The GoPro Omni VR Camera Rig is the latest in a series of VR milestones that foretell big growth in this area.

These days, anyone can view 360-degree images and video in a browser, smartphone, tablet, or headset. Just look at YouTube’s 360-degree Videos Channel and Facebook’s 360 community. These sites are clearly important portals for immersive and streaming content. Virtual realities can be video or photo.

Last year the NY Times and Google formed a partnership to present a new virtual reality documentary film. One edition of the Sunday New York Times papers included the Google Cardboard Virtual Reality headsets at no extra cost.

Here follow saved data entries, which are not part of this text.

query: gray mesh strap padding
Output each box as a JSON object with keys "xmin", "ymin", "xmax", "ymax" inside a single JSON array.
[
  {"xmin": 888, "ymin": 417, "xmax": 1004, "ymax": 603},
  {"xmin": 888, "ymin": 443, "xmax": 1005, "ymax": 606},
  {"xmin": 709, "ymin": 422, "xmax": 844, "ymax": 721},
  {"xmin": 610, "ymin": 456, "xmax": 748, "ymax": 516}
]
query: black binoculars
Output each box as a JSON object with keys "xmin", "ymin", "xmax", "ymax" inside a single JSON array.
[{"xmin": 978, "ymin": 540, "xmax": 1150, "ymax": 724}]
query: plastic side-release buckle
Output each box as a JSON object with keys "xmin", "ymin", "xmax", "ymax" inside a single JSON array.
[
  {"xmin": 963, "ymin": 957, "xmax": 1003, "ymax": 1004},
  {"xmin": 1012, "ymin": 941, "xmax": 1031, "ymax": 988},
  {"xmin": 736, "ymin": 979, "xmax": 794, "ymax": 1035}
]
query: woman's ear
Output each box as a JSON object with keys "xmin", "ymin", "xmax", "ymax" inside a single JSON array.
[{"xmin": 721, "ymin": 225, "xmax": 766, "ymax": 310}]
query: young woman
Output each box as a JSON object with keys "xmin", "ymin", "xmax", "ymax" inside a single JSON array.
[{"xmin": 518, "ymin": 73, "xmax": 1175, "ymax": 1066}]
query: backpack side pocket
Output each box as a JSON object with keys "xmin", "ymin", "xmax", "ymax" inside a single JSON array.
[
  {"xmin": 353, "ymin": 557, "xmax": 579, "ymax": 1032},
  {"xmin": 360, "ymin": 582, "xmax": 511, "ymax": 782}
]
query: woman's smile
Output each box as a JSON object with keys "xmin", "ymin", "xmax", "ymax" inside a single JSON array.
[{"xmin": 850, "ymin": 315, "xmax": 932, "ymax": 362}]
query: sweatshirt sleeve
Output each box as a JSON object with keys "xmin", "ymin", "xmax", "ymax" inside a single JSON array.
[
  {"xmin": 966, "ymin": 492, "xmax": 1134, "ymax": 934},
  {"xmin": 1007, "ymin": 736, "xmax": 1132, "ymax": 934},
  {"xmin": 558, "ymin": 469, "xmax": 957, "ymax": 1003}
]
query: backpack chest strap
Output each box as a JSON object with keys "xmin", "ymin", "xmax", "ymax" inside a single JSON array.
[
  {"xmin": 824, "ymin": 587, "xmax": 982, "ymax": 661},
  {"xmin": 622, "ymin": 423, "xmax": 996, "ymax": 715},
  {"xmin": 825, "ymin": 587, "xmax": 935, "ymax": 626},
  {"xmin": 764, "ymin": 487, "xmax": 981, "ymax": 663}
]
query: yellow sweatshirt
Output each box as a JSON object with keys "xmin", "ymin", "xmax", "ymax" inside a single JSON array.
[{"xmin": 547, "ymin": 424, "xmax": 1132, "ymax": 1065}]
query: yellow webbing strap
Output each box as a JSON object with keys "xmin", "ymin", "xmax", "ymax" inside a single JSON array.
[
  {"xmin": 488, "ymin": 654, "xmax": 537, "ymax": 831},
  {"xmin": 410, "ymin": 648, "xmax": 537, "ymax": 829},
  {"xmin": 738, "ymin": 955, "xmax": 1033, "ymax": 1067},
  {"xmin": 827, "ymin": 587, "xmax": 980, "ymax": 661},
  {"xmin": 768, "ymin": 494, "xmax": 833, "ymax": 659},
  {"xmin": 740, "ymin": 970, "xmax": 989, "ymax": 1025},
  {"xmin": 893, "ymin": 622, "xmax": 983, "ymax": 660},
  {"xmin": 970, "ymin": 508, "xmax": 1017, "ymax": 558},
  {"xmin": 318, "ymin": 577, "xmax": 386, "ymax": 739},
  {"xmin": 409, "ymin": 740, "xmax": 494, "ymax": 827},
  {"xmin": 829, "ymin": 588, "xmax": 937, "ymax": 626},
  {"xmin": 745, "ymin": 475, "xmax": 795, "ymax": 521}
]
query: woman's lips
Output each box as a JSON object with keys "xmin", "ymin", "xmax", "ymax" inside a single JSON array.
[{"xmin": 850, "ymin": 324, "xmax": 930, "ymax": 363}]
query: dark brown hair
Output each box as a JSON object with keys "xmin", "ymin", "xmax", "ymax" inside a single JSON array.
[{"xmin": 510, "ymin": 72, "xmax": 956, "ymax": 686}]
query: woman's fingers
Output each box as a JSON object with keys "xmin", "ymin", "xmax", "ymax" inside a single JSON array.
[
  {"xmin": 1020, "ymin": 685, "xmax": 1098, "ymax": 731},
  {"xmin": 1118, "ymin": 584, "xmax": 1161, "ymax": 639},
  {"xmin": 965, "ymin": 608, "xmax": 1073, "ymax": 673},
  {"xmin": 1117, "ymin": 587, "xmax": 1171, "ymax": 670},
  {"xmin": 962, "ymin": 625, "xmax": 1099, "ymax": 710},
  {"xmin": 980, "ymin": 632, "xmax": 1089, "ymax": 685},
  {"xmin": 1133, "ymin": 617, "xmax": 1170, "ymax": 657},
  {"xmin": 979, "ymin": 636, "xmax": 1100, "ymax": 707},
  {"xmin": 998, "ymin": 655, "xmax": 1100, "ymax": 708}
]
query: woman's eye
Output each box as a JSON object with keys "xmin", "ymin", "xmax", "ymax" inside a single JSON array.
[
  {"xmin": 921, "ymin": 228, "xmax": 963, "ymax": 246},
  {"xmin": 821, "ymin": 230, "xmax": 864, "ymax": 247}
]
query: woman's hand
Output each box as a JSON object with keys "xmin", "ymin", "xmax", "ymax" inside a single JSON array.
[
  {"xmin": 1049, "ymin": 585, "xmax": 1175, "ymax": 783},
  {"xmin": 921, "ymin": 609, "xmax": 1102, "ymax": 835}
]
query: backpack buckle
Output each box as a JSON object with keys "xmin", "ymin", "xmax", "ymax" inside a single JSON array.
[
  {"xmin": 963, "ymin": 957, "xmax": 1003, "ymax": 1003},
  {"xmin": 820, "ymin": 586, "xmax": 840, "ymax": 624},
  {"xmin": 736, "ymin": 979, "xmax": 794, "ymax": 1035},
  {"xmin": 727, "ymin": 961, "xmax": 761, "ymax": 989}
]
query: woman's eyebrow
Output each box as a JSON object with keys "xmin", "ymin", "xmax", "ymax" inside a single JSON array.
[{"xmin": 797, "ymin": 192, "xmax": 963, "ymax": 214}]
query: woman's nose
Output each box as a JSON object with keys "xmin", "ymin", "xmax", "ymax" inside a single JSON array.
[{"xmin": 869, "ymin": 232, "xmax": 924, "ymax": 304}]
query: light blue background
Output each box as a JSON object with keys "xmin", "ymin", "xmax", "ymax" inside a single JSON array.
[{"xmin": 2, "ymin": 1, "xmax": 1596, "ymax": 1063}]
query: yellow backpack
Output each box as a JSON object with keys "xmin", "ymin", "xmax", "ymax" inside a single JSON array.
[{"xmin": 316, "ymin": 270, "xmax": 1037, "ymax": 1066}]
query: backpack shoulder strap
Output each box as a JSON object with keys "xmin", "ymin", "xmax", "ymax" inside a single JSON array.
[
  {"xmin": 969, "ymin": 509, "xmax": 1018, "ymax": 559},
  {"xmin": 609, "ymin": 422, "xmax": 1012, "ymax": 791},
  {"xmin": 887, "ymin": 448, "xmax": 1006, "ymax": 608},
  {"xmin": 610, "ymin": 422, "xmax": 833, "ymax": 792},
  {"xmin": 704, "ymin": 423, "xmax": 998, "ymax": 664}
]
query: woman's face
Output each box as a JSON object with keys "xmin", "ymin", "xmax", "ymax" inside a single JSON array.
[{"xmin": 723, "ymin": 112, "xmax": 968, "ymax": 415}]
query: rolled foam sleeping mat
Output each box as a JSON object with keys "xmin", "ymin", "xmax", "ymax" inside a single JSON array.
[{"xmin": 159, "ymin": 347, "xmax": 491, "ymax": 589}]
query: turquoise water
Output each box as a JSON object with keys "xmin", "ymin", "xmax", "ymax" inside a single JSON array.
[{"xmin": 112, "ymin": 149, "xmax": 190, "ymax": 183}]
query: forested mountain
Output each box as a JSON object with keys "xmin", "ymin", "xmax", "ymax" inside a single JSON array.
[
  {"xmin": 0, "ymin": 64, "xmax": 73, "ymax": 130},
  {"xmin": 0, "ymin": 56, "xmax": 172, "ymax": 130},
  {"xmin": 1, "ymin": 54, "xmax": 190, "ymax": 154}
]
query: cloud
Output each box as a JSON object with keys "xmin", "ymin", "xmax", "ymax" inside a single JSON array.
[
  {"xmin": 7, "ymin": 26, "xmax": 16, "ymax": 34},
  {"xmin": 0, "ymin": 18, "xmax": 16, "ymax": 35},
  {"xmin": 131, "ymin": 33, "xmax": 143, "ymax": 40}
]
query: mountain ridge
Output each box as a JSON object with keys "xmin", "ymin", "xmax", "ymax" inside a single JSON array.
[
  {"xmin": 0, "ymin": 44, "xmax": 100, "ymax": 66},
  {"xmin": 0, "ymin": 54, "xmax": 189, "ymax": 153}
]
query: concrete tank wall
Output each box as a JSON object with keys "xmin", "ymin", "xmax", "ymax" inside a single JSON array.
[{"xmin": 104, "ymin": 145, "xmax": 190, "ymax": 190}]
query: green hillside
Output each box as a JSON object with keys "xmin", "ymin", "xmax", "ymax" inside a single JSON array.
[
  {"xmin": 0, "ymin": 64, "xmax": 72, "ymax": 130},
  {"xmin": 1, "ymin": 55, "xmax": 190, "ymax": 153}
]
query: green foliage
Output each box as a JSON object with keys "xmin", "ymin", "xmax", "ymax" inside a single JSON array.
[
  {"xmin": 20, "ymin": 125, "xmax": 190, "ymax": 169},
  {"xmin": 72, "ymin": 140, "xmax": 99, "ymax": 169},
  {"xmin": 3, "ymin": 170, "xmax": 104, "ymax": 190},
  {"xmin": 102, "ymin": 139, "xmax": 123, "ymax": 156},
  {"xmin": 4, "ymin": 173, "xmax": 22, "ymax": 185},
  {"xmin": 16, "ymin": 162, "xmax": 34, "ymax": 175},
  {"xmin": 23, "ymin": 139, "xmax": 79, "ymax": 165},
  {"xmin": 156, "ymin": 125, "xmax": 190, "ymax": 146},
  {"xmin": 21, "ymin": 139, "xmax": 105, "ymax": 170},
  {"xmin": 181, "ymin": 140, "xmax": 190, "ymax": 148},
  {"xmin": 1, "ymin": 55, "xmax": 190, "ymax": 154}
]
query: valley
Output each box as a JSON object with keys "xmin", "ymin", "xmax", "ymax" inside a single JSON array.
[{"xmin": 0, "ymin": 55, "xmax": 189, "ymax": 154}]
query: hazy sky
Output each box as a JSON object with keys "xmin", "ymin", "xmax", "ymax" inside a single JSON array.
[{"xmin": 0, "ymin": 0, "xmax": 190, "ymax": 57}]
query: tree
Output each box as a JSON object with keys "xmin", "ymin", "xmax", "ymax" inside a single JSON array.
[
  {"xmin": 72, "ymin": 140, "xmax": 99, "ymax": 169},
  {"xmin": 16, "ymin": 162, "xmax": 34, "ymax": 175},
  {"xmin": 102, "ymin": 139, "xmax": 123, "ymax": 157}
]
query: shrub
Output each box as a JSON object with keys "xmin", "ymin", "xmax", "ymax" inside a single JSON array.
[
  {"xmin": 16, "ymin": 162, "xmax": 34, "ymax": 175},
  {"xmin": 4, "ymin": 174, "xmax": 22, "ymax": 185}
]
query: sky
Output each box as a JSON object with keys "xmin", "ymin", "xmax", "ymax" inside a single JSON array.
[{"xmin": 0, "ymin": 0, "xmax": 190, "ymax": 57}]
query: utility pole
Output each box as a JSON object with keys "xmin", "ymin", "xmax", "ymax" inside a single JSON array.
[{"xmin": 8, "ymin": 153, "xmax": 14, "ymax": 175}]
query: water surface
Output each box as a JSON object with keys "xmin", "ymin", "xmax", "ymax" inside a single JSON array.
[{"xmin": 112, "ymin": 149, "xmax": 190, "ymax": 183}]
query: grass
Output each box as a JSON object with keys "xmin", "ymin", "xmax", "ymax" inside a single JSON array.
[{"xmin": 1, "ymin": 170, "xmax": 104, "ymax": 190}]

The GoPro Omni VR Camera Rig is $5,000 with a 360-degree camera sphere. It ships tomorrow, August 17, 2016. This rig will capture high-resolution 360-degree videos using six Hero4 Black cameras, all synchronized to act as one camera. Or if you already have 6 Hero4 cameras, you can choose the rig alone for just $1,500.

The footage captured by the Omni VR can be uploaded to the GoPro VR app. This is a free player for desktop, web, or mobile devices. The app yields a similar viewing experience whether you’re watching footage with a VR headset or on a 2D device.

Before the GoPro Omni VR, GoPro previously offered its Odyssey platform which includes 16 synchronized Hero4 Black cameras and costs $15,000. You had to apply for it late 2015.

The virtual realty market is just beginning. Other manufacturers offer products ranging from the pocket size pocket-sized LucidCam VR. This one only covers half of the 360 degree view, but the manufacturer claims that is sufficient for most VR. For $799, there is the Vuze. This is aimed at the consumer market. It is disk shaped and includes eight HD cameras.

At the other end of the spectrum, Facebook has an open source VR system called Surround 360 which costs $30,000 just for the materials to build the 17-camera array. Facebook is not going to manufacture it. But that’s nothing. Last year Nokia presented the Ozo, a 360 camera intended for professional filmmakers. It began shipping last month. It sells for $60,000.

Amazon offers quite a few 360 degree cameras at more reasonable prices. Virtual realities are used in education and training, video games, motion pictures, and will see new uses in archaeology, architectural design, urban design, theme parks, retail, and more. Non-profits such as Amnesty International, UNICEF, and World Wide Fund for Nature (WWF) are starting to use virtual reality to make a bigger impact on their donors.